Another solution I was thinking of was to write an embedded login. But the more I read on the web the more I understand that embedded login can't be easily implemented without some major security problems. Apparently the redirect is the lasy way to ensure average Joe devs like us can't duck it up really bad. I've seen that Okta provides an embedded client lib for js SPAs. So I get proof this is possible for people who know how to do it.

[alex27riva]

@alex27riva have you progressed on this issue? I'm currently researching flutter_web_auth_2 but I expect the double loading problem there as well. At the moment I'm thinking to write some logic in index.html to check if there is anything stored in local storage related to access tokens. If not straight away redirect to IAM login. Another thing that I am looking for is silent refresh of the token. Since I did my own web Authenticator implementation that uses authorisation flow it does not have the token refresh technique. I might as well implement a lib that has them both.

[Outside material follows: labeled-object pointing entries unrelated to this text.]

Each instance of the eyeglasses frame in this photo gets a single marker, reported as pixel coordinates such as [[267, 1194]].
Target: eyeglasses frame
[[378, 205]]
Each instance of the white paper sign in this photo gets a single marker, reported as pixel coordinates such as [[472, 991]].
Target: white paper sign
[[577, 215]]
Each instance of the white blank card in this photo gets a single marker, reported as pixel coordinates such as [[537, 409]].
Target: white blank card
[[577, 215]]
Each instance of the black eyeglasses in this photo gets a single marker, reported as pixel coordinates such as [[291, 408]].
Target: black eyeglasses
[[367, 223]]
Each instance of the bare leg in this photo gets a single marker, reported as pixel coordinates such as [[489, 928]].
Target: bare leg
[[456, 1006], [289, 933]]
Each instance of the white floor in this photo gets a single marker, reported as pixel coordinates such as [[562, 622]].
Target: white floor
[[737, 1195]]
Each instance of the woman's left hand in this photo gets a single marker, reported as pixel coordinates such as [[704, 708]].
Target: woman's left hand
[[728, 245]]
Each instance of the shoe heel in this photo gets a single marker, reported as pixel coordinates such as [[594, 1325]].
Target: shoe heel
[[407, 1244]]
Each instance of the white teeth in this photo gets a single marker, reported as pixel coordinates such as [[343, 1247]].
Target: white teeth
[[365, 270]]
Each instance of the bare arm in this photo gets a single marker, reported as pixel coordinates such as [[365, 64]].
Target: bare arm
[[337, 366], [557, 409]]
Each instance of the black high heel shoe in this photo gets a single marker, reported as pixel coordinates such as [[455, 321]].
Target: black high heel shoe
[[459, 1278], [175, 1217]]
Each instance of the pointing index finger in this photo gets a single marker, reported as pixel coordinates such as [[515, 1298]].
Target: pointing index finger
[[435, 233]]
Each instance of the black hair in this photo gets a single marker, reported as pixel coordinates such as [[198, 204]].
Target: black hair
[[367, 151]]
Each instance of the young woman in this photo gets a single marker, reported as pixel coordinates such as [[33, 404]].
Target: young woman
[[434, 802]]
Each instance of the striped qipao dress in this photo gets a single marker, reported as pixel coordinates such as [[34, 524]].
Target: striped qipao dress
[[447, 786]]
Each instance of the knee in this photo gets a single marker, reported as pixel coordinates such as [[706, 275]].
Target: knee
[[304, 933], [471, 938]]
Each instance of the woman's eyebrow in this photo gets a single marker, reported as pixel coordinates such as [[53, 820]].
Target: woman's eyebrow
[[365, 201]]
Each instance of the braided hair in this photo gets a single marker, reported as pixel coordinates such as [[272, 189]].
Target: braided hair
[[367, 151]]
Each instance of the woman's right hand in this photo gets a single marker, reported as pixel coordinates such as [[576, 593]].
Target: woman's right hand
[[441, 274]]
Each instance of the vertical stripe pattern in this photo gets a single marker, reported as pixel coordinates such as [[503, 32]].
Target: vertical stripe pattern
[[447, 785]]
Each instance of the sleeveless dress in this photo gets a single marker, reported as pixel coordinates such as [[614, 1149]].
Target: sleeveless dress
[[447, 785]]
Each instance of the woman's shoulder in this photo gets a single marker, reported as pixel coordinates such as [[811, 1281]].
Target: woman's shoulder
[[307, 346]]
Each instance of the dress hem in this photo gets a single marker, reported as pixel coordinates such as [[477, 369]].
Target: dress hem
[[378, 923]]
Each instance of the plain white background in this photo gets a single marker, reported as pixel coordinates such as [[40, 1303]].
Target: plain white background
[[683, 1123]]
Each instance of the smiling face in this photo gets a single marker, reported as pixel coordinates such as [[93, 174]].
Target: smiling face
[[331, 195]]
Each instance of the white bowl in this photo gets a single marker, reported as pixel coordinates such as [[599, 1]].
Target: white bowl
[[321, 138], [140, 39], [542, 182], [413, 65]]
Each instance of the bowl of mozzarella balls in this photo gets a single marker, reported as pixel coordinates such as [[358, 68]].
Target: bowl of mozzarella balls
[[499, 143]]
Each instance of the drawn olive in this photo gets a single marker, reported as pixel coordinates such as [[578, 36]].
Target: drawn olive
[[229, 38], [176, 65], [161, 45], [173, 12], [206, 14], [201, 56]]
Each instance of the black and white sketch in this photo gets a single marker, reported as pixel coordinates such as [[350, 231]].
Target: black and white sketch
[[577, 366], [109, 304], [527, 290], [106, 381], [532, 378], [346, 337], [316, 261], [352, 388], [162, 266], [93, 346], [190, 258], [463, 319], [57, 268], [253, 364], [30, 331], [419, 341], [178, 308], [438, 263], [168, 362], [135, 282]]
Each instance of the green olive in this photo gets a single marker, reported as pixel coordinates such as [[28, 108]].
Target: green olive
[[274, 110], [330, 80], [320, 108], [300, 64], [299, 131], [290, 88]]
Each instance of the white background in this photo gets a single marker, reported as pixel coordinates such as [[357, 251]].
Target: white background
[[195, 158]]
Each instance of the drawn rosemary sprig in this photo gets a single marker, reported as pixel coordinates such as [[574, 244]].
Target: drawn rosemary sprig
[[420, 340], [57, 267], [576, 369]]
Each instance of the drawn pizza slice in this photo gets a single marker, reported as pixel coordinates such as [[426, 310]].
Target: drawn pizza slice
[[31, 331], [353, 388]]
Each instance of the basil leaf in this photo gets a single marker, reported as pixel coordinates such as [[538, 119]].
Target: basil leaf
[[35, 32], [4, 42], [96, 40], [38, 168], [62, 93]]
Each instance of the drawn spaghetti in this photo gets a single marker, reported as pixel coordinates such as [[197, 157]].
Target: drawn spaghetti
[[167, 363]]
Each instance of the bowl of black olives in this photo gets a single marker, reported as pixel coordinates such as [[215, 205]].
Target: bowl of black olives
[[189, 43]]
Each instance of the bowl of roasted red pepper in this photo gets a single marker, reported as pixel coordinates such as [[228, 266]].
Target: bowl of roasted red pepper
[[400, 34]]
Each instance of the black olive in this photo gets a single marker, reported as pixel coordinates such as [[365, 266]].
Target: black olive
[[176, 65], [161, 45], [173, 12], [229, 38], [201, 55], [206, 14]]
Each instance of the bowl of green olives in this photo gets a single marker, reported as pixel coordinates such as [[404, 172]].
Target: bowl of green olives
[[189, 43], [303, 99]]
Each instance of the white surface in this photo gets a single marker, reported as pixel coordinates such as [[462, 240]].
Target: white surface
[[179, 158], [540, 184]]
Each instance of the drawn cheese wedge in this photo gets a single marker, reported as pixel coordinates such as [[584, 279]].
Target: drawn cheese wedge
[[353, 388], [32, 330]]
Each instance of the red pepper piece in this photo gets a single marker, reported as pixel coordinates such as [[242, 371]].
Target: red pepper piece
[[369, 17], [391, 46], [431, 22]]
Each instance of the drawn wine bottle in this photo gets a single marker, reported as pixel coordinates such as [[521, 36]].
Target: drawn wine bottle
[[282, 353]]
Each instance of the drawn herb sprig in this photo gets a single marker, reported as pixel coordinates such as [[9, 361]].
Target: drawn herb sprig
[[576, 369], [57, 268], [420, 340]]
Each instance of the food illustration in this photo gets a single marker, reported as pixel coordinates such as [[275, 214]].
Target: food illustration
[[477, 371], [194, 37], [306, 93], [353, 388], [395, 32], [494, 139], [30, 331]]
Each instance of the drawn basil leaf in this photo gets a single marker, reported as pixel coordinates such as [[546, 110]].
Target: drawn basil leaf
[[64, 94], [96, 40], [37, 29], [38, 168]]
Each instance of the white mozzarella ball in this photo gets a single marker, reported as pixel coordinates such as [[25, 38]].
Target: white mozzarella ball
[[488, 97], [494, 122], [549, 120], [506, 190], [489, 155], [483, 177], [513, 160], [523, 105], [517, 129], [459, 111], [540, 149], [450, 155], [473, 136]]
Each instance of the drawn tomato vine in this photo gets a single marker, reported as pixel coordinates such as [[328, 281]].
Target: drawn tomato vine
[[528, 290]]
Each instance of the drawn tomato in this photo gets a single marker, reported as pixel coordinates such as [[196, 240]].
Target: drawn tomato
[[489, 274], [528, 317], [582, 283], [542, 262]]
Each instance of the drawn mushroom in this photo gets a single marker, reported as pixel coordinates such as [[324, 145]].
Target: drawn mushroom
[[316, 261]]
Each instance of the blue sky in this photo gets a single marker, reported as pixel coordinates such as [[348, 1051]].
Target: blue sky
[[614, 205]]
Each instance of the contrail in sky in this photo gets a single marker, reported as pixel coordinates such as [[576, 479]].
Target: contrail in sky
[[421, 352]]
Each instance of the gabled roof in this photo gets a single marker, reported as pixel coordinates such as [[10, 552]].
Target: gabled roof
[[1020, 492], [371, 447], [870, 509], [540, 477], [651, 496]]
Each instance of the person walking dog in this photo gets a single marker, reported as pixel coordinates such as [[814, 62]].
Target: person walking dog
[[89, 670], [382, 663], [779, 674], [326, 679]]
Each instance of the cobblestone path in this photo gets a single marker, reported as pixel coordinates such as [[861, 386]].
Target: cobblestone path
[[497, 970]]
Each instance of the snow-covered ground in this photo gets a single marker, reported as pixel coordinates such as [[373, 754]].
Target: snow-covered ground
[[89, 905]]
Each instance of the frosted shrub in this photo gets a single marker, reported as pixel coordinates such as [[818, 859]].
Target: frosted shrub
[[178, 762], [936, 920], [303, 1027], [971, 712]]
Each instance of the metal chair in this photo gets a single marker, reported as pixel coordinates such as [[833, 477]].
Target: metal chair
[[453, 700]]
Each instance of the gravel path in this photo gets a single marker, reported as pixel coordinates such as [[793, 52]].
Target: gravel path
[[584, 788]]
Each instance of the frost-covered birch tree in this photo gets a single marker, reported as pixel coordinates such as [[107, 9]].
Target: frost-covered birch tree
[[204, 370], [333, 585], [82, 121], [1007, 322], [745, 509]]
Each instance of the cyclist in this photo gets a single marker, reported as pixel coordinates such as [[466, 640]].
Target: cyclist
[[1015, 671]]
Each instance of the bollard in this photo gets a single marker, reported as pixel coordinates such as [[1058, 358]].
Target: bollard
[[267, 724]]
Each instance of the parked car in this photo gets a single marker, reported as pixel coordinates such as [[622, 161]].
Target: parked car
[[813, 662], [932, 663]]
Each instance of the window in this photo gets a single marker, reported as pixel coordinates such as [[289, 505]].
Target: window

Another solution I was thinking of was to write an embedded login. But the more I read on the web the more I understand that embedded login can't be easily implemented without some major security problems. Apparently the redirect is the lasy way to ensure average Joe devs like us can't duck it up really bad. I've seen that Okta provides an embedded client lib for js SPAs. So I get proof this is possible for people who know how to do it.

Hi Adrian, I ditched openid_client library and I migrated to oidc package. Now the login and logout works perfectly and I completed my Oauth2 project.

[adrian-moisa]

Hi @alex27riva. Good to hear you making progress. I also moved away from openid_client. I use flutter_web_auth_2. Same experience, now I get a far more cleaner implementation. To be fair to openid_client also my understanding of oauth2 has improved and I was able to code cleaner. However, there are some notable improvements with the new lib. It has support for custom tabs and most importantly, it communicates back from the login mask via activity and intent messages. No longer using session storage to pass the access token. Safe travels ahead!